The GeoSeer Blog

All pages with the tag: New

GeoSeer Licensed Products Released

Posted on 2019-11-27

We hinted at it in August and now it's here; today we're releasing a licensed version of the database that sits behind GeoSeer, creatively called: GeoSeer Licensed.

GeoSeer Licensed content allows organisations and businesses to host and integrate their own local copy of GeoSeer's industry leading database of spatial web services directly into their own applications, products, or services. We figure this can improve end-user workflows, make discovery of third-party data and services much easier, and help organisations realise some of vast economic benefits Open Data presents - estimated at €75 billion across the EU in 2020 alone. Also, you can build cool things with it.

This nicely compliments the GeoSeer API which was released back in April. Where the API allows organisations to easily build GeoSeer's search into web applications by making calls to our servers (like the GeoSeer WebGIS demo does), GeoSeer Licensed allows organisations to host the database locally, or release it in a product, meaning any sort of application can be built around it, not just search.

The Value Add

Lets be honest, there's nothing stopping you from building your own spider, finding 550+ dataportals to use as seeds, scraping half a million web-pages a month, and building your own database of geospatial web services. So why use GeoSeer Licensed?

  • Industry Leading Database - At the time of writing we're not aware of any database of geospatial web services anywhere near as large as this (and we've looked).
  • Current - We run regular crawls to make sure everything in GeoSeer Licensed is current. We provide monthly updates so you always have the latest data.
  • Pre-Cleaned - despite these being standards, everyone likes to do things differently. We've pre-cleaned the fields and tried to standardise them to make them consistent. For example we've found no less than 55 ways to say "No license fees" across 12 languages and turned that into a simple: "No".
  • XML Free - it's 2019 and fewer people want to deal with the hassle of namespaces, esoteric data models, and the other complexities XML brings. We've extracted the data from the XML documents and put it into a database, with some JSON sprinkled in where necessary.
  • Spatial Extents - For GeoSeer Datasets we include the extents bounding boxes in WGS84 format, along with scale-appropriate textual representations of the locations, potentially down to county level (like you see in GeoSeer Search).
  • Quick start - Because we've done all the hard work, written up documentation about what each field means (so you don't have to read the standards), and packaged it in an SQLite database, it's super easy to get started with. Simply open your favourite database admin tool (it probably supports SQLite), and get querying with good old fashioned SQL.

The Products

GeoSeer Services is a database with all of the current geospatial web services that GeoSeer knows about in it, as well as information about their endpoints, hosts, and more. At the time of writing it has over 215,000 services in it from across 4,930 different hosts. This information is good for investigating who is hosting services, what sorts of services exist, INSPIRE deployment patterns/conformity, etc.

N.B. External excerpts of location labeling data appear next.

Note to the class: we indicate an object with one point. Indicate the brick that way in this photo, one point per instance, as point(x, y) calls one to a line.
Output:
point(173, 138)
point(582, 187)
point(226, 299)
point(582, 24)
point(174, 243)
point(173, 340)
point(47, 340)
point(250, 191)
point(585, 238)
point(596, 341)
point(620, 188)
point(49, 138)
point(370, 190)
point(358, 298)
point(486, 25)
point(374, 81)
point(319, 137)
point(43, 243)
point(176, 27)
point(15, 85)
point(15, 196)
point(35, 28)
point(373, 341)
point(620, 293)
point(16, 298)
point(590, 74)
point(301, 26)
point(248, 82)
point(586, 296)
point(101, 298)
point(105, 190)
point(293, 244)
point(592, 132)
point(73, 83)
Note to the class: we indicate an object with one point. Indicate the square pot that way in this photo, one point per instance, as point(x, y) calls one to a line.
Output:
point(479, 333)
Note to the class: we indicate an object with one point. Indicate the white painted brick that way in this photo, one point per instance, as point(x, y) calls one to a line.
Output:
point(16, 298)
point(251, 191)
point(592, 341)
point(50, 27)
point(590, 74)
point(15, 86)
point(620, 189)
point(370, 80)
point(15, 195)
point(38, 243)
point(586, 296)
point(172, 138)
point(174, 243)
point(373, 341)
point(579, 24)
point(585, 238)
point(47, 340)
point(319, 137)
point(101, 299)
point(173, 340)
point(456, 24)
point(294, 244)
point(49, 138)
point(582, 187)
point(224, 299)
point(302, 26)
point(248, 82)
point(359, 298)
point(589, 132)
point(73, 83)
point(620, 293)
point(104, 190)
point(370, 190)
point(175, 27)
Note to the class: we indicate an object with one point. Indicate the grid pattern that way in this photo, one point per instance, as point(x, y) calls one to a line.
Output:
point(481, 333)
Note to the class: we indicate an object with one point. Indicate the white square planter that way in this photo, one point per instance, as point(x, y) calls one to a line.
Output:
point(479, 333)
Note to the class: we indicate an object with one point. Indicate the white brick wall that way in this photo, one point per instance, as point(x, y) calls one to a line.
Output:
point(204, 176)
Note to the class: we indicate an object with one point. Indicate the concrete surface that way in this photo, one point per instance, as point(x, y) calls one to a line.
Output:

GeoSeer Datasets builds on GeoSeer Services, including not only all of the service information, but all of the dataset metadata as well. This includes: dataset extent bounding boxes, dataset keywords, declared projections, scale-appropriate textual location, metadata urls, and more. GeoSeer Datasets is well suited to building search engines (surprise!), GIS, web-GIS, academic research, and much more.

Both products are available with a number of different license types, from a research license through to commercial licenses. We can also provide subsets of the database if you don't want everything.

We like to think we've built a great search engine around this data, so now it's your turn - what can you build with it? Find out more about GeoSeer licensing.


New Historical Statistics and Extent Plots

Posted on 2019-09-02

The GeoSeer stats page went live just shy of a year ago and we've been meaning to update it with more stats ever since. Today we've done just that, with a few new stats, and a lot of cool plots.

The first statistic is the most simple: The number of countries that are hosting OGC services. A country for our purposes is simply defined as having a unique ccTLD (the last part of a domain: .pl, .us, .br, .au, etc.). At the time of writing this blog post, it's 87 of the 244 defined ccTLD's. (Note this does include .eu for the European Union which most people wouldn't actually consider a country).

Historical Data

GeoSeer has been live for almost 18 months now, and we've been crawling the WWW for OGC services for even longer. This means we have a trove of historical data about services, and the new stats expose some of that. If you look at the stats page now, you'll see the General Stats section has been tweaked slightly.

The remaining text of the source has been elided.